About this Cloud Hub Solution:
Broken links can be detrimental to your website's user experience and search engine visibility. Google discourages broken links and downgrades your SEO reputation accordingly. To avoid this, it's essential to ensure that your website doesn't contain links to broken content or non-functional pages.
The 404 Watch API is a powerful link checker that can help you identify and fix broken links on your website. With its advanced features, you can:
- Respect nofollow attributes and check external links
- Discard query parameters and hash parameters
- Check images, JS, and CSS files for broken links
- Whitelist and exclude domains from checking
- Trigger a callback URL when the link checking is done, or poll the results
Whitelisting Domains
If you have multiple domains served from a single site, you can add them to the whitelisted domains list while creating the link checker job. This will treat them as internal resources.
Excluding domains and URLs from checking
You can exclude specific domains from link checking by adding them to the excluded_domains_list or excluded_urls_list variables while creating the link checker job.
Callback when finished
Link checking can be a time-consuming process, especially if you have multiple URLs and assets on your site. To address this, the 404 Watch API uses an asynchronous approach.

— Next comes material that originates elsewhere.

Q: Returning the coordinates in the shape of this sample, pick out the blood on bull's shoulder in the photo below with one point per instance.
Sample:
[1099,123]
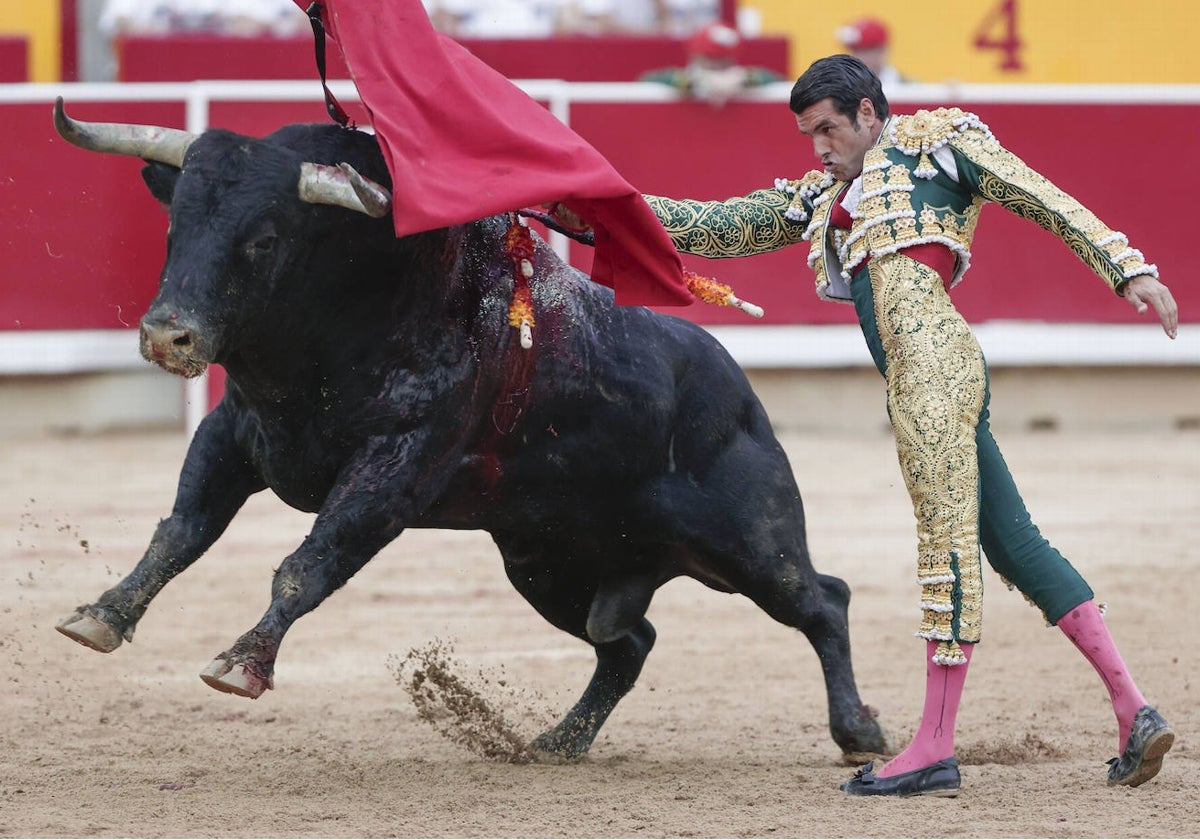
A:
[382,383]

You can create a link checking job using the POST /job endpoint and receive an ID in response. You can then poll the GET /job/{id} endpoint to monitor the ongoing link checking process or retrieve the results for finished jobs.

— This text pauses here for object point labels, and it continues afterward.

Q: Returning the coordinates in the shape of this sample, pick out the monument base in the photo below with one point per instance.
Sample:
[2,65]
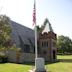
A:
[39,65]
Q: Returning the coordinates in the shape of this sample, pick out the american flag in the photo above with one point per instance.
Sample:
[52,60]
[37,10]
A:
[34,14]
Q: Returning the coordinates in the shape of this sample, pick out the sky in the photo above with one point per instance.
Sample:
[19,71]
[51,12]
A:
[59,13]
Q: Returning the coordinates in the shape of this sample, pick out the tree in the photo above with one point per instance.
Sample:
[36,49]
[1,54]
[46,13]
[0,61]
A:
[64,44]
[5,30]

Alternatively, you can provide a callback URL when creating the link checker job via the POST /job endpoint. This will allow the API to call the provided callback URL (via HTTP POST) automatically when the process is completed.

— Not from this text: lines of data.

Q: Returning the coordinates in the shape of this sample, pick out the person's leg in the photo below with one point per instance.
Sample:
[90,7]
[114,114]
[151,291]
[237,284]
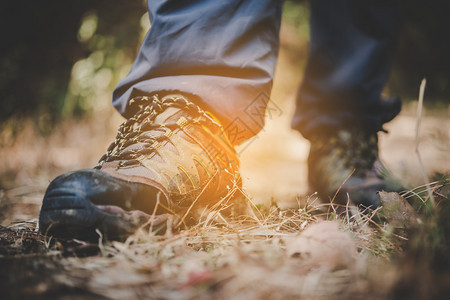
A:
[223,52]
[339,104]
[201,61]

You can also provide a callback_security variable when creating the link checker job, which will be placed in the HTTP header using the X-Callback-Secret header. This can be used for authentication purposes.
Sample Request for creating a new link checker job
Below is a sample request that can be sent to the POST /job endpoint. It includes various configuration parameters for optimizing the link checking process.
curl --location --request POST 'https://api.apilayer.com/404_watch/job' \--header 'Content-Type: application/json' \--header 'apikey: YOUR API KEY' \--data-raw '{ "url": "https://p1.rs", "levels": 2, "fetch_external": false, "check_images": false, "check_css": true, "callback": "https://mydomain.com/callback", "callback_secret": "supersecret_key", "check_js": true, "whitelisted_domains_list": [ "apilayer.com" ]}'
When called you'll get a response such as below:
{ "id": "c3f7b23e-a239-4af4-b9ec-698a3a6d0a21"}
You can use this id for querying the results via GET /job/{id} endpoint.
curl --location --request GET 'https://api.apilayer.com/404_watch/job/c3f7b23e-a239-4af4-b9ec-698a3a6d0a21' \--header 'apikey: YOUR API KEY'
The response contains comprehensive details about the ongoing process and the results. See below:
{ "id": "c3f7b23e-a239-4af4-b9ec-698a3a6d0a21", "created_at": 1609681539, "status": "finished", "url": "https://apilayer.com", "progress": { "discovered": 117, "checked": 117, "percentage": 100.0 }, "status_codes": { "503": 4, "200": 110 }, "content_types": { "image/svg+xml": 10, "image/png": 25, "text/css": 6, "text/html": 60, "image/jpeg": 5, "application/javascript": 8, "application/x-javascript": 1 }, "options": { "callback_secret": null, "check_css": true, "max_levels": 3, "check_js": true, "max_links": 1000, "excluded_domains_list": [], "fetch_nofollow": false, "excluded_urls_list": [], "fetch_external": true, "whitelisted_domains_list": "assets.apilayer.com", "omit_query_params": false, "callback": null, "omit_hash_params": true, "check_images": true }}
Date variables above (created_at) are timestamps. Getting the details for each link that is checked. If you wish to get all the links that is discovered and been checked using the GET /job/{id}/links endpoint. See the following example.
curl --location --request GET 'https://api.apilayer.com/404_watch/job/c3f7b23e-a239-4af4-b9ec-698a3a6d0a21/links' \--header 'apikey: YOUR KEY'
The response contains all the links as well as the details for content types and http status codes. You may filter and use it the way you desire.
{ "job_id": "d0de484e-c18f-4ee8-b84e-4ba63907e283", "status": "finished", "created_at": 1609681539, "links": [ { "url": "https://apilayer.com", "content_type": "text/html", "is_timeout": false, "http_status": 200, "fetched_at": 1609681563 }, { "url": "https://assets.apilayer.com/apis/image_similarity.png", "content_type": "image/png", "is_timeout": false, "http_status": 200, "fetched_at": 1609681578 }, { "url": "https://apilayer.com/marketplace/description/textgears-api", "content_type": "text/html", "is_timeout": false, "http_status": 200, "fetched_at": 1609681592 }, { "url": "https://apilayer.com/marketplace/category/text-processing-apis", "content_type": "text/html", "is_timeout": false, "http_status": 200, "fetched_at": 1609746185 }, { "url": "https://js.hs-scripts.com/7564526.js", "content_type": "application/javascript", "is_timeout": false, "http_status": 200, "fetched_at": 1609746223 }, { "url": "https://apilayer.com/marketplace/tag/spelling", "content_type": "text/html", "is_timeout": false, "http_status": 200, "fetched_at": 1609746233 }, { "url": "https://apilayer.com/marketplace/tag/text-tools", "content_type": "text/html", "is_timeout": false, "http_status": 200, "fetched_at": 1609746256 }, { "url": "https://textgears.com/assets/img/logos/apple/120.png", "content_type": "image/png", "is_timeout": false, "http_status": 200, "fetched_at": 1609746270 }, { "url": "https://apilayer.com/assets/css/documentation.css?6", "content_type": "text/css", "is_timeout": false, "http_status": 200, "fetched_at": 1609746374 }, { "url": "https://apilayer.com/assets/js/marketplace/marketplace.js?52", "content_type": "application/javascript", "is_timeout": false, "http_status": 200, "fetched_at": 1609746577 } ], "query": { "limit": 10, "offset": 0, "page": 0, "total_count": 117 }}